Le secrétaire d'État américain Antony Blinken "s'est entretenu mercredi avec le secrétaire général des Nations unies Antonio Guterres", a indiqué Matthew Miller, porte-parole des Affaires étrangères, soulignant que les deux hommes ont notamment "exprimé leur inquiétude quant à la sécurité et au bien-être des dirigeants de l'opposition".
Plusieurs pays, dont les Etats-Unis et l'Argentine, ont reconnu M. Gonzalez Urrutia comme le vainqueur du scrutin, tandis que d'autres, comme l'Union européenne, se sont abstenus de le faire tout en réclamant la publication intégrale des procès-verbaux.
Interrogée lors d'une conférence sur internet, Mme Machado n'a pas exclu que la Colombie, le Brésil et le Mexique, qui se sont montrés prudents dans leurs prises de positon, puissent "effectivement établir des termes de négociation clairs, fermes et efficaces".
Elle a souligné que malgré la répression "massive", "ici, personne ne recule et personne n'est démoralisé! Au contraire, nous sommes déterminés (...) à accroître la pression de l'extérieur, l'élan et à amener Maduro à (...) accepter les termes d'une négociation pour une transition".

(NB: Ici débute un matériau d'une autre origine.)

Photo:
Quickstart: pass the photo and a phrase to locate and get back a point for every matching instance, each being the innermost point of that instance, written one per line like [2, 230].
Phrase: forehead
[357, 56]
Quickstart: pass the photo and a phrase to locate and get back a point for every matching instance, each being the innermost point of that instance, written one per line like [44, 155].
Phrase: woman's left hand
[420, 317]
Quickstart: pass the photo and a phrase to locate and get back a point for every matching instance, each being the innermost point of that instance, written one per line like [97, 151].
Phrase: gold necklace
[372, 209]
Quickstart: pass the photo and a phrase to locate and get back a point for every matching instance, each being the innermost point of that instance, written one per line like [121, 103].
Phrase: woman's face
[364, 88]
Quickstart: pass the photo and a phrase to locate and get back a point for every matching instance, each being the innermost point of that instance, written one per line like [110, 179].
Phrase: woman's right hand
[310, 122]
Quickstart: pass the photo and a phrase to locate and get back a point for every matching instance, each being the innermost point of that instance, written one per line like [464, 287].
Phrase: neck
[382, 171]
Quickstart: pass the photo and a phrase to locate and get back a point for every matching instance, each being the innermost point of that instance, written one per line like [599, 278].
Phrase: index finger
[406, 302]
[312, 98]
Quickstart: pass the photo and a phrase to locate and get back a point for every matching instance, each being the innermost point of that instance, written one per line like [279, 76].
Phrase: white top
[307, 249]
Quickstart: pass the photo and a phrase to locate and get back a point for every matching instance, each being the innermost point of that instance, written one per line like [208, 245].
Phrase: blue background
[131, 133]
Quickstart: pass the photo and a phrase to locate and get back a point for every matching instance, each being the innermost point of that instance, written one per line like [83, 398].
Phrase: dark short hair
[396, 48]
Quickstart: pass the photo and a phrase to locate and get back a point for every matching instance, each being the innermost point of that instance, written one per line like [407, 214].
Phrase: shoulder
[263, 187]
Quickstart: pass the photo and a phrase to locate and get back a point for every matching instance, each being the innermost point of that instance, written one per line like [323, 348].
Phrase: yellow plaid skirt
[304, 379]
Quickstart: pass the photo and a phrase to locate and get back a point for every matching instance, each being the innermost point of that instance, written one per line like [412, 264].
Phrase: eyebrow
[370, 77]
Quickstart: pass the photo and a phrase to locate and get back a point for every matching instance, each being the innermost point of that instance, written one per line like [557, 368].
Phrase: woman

Le CNE a ratifié la victoire de M. Maduro avec 52% des voix, sans toutefois rendre publics tous les procès-verbaux des bureaux de vote, assurant avoir été victime d'un piratage informatique.
Mercredi, Jennie Lincoln, la cheffe de mission de la Fondation Carter invitée à observer le scrutin a estimé qu'"il n'y a aucune preuve quelle qu'elle soit" d'un piratage du système électoral et "confirmé" les chiffres de l'opposition donnant son candidat vainqueur devant le président sortant Maduro.
Selon l'opposition, qui a publié les procès-verbaux obtenus grâce à ses scrutateurs --dont la validité est rejetée par M. Maduro-- M. Gonzalez Urrutia a remporté le scrutin avec 67% des voix.
Les troubles qui ont suivi la proclamation de la victoire du président sortant ont fait 24 morts, selon un bilan actualisé mardi par des organisations de défense des droits humains. M. Maduro a, lui, annoncé la mort de deux membres de la garde nationale et l'arrestation de plus de 2.200 personnes.